Culture and cuisine goes hand-in-hand. A country’s food culture tells you a lot about the country, its people and in part how they have evolved over time.
Take India for instance. Kind of food you find differs from region to region. If it is all about rice and sambar in Tamil Nadu, fish, red rice and coconut characterise Kerala. Go north, it is all about rotis, panneer and now I realise quite a preference for non-vegetarian dishes. The west is for vada pav and chat items and the East is known for wide variety of fish and meat and their unique cooking style.
When I was travelling overseas I loved trying out local food. For example eating waffles in Belgium is impossible to resist for the aroma that wafts from these freshly made delicacy is irresistible. Pasta and pizza in Italy is on everyone’s list given that not only Indians but world over people love a good Italian pasta. You cannot miss the Indonesian food in Netherlands.
Are you are wondering why try Indonesian in Netherlands rather than its own cuisine? According a Dutch personnel I was interacting with, the country’s cuisine is largely influenced by its colonies like Indonesia and does not specifically have its own eating culture. “Oh no I’m going to miss Indian food when I go back home,” she complained.
What the personnel said might not completely be wrong. Dutch food does not stand out and is bland compared to Indian taste buds. But it has accommodated the remnants of its colonial past that is evident from the numerous Indonesian restaurants post its Golden Age and in the 21 Century. Prior to that the Dutch food culture did boast of elaborate dishes that elites enjoyed, which are largely forgotten now.
Dutch East India company was in the spice trade for over a century, when they imported spices from Asian countries it colonised like Indonesia. They in fact monopolised salt herring exports that strengthened their place as a seafaring power. During their Golden Age in 17th Century wide varieties of vegetables, meat, poultry and salted, smoked or fresh fish and eggs were used for cooking. The meal started with green salads and cold or warm cooked vegetables with dressing, vegetable dishes with butter, herbs or edible flowers and continued with numerous fish- and meat dishes.
Exotic ingredients such as dates, rice, cinnamon, ginger and saffron were used used, thanks to Dutch East India Company’s exhaustive imports from Asian countries. In the 18th Century, potato became a staple food and it continues even today.
As their legacy waned and Dutch got past their Golden Age, their food culture became frugal. For one, the economy was bad and not many could afford the elaborate meals.
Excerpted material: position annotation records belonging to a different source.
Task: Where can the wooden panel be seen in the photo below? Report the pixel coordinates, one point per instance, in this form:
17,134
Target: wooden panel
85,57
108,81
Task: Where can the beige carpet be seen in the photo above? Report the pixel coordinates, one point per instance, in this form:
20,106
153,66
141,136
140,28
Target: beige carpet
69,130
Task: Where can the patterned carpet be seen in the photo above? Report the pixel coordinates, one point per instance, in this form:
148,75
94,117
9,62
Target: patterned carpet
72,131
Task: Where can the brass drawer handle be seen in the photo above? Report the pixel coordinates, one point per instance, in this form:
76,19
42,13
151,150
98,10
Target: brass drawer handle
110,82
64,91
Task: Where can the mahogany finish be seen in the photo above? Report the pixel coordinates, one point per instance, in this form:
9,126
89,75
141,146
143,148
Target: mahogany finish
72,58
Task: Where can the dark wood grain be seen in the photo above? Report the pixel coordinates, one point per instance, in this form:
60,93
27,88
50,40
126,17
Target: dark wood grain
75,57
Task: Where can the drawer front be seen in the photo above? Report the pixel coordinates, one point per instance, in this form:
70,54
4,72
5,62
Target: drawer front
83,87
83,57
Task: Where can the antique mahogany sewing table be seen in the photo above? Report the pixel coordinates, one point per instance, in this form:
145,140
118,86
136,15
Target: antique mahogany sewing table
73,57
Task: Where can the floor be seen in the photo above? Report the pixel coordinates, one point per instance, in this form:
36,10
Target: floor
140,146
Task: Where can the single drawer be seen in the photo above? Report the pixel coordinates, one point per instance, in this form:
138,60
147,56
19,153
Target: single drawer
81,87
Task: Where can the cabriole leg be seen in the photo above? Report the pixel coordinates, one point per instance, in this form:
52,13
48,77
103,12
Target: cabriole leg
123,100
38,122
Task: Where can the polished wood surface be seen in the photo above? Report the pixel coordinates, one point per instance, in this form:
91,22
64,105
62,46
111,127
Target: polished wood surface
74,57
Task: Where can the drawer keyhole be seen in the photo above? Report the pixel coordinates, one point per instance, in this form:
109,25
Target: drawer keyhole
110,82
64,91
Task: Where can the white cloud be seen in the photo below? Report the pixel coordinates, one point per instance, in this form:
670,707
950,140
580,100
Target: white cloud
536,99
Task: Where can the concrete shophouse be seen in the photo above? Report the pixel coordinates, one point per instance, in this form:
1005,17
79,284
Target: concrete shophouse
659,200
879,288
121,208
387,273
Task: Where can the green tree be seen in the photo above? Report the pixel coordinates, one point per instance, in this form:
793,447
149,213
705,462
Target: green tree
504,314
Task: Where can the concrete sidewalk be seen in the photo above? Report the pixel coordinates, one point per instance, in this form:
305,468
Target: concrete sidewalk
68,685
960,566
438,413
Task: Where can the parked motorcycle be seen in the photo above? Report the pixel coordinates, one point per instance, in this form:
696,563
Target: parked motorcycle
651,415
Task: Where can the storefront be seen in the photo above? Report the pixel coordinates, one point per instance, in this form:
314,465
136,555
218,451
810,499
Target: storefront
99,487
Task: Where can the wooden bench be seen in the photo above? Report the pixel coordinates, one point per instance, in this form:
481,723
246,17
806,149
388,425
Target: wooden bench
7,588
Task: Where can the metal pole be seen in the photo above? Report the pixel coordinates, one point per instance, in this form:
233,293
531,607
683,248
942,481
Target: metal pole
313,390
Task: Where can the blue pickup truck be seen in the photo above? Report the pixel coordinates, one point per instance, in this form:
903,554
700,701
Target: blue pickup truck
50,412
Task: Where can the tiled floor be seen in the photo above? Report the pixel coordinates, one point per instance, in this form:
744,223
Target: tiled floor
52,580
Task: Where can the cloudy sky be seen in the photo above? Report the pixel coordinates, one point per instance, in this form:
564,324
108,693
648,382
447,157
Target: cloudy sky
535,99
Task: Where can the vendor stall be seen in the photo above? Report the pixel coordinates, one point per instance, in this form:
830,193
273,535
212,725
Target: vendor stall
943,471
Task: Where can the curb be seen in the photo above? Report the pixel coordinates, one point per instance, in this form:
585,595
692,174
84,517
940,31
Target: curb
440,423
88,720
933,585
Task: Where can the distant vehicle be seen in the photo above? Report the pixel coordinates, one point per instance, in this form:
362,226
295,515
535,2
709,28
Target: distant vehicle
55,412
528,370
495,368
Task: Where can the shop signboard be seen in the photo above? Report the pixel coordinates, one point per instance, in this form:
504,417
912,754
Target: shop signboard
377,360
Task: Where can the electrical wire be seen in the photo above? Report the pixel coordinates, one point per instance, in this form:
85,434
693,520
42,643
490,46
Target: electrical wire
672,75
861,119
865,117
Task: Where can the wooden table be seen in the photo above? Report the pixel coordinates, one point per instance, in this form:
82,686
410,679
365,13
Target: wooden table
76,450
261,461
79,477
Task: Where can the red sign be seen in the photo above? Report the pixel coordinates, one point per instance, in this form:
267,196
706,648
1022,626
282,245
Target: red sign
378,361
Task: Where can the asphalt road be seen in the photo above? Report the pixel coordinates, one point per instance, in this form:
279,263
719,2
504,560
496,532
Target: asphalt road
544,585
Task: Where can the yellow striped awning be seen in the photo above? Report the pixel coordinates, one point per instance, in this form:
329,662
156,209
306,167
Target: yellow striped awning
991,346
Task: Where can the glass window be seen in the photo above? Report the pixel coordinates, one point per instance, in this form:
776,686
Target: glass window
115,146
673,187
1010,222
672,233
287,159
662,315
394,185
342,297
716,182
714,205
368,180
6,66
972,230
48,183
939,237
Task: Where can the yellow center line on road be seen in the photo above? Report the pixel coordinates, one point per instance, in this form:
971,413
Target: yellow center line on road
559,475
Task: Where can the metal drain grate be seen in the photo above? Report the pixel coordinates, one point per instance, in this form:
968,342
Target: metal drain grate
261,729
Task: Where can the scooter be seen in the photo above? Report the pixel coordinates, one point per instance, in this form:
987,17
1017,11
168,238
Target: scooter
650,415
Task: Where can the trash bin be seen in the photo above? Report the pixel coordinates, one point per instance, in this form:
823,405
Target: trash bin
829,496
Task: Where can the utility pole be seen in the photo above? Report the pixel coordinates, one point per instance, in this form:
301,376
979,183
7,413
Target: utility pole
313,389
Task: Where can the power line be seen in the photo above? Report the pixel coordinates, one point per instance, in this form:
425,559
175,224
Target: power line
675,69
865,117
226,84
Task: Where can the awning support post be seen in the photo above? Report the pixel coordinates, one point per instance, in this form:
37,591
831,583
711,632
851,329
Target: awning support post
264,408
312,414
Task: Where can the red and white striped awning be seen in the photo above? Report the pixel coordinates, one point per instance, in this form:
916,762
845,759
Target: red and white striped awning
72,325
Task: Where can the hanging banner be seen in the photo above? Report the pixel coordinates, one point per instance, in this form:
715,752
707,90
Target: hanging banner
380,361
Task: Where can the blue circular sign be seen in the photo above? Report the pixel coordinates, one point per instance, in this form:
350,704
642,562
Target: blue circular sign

So they got by with rye bread, potatoes and stew with vegetables and little meat.
By 20th Century Dutch food continued to remain frugal and have come to be consisted of bread, cheese, maybe some vegetables and little meat and potatoes. It is also at this time that the Indonesian dishes became popular as people from former Dutch colonies and of Eurasian descent, especially from Indonesia came to Netherlands after their Independence from the Dutch colonial rule in 1949.
In the book The Art of Dutch Cooking, Countess van Limburg Stirum states that ‘there exist countless Indonesian dishes, some of which take hours to prepare; but a few easy ones have become so popular that they can be regarded as ‘national dishes’’. That is how prominent Indonesian cuisine came to become popular in Netherlands.
When I was in Amsterdam, looking to experiment with new cuisine, with five other women we decided on Indonesian. It was not because we knew about the culture but rather because it was such a common sight in the city. These restaurants usually had a huge queue that made it difficult to grab a seat for six women. Also Indonesian-Chinese restaurants are not that uncommon either. Now that I think about it, I can connect the dots.
One of the most popular Indonesian dish is rijsttafel translated to Rice table. It is an elaborate meal consisting of several small dishes, mostly a Dutch-Indonesian fusion. While it is popular in the Netherlands, Rijsttafel is apparently now rare in Indonesia.
But Netherlands has its own cuisine too, however less popular they might be. They are stamppot, hutspot or zuurkool (all of them are made with mashed potatoes and vegetables) that are eaten with large sausages.
If given a chance I think I would prefer the colourful Indonesian cuisine to the frugal Dutch any day. Though I would not mind trying the vegetarian version of stamppot!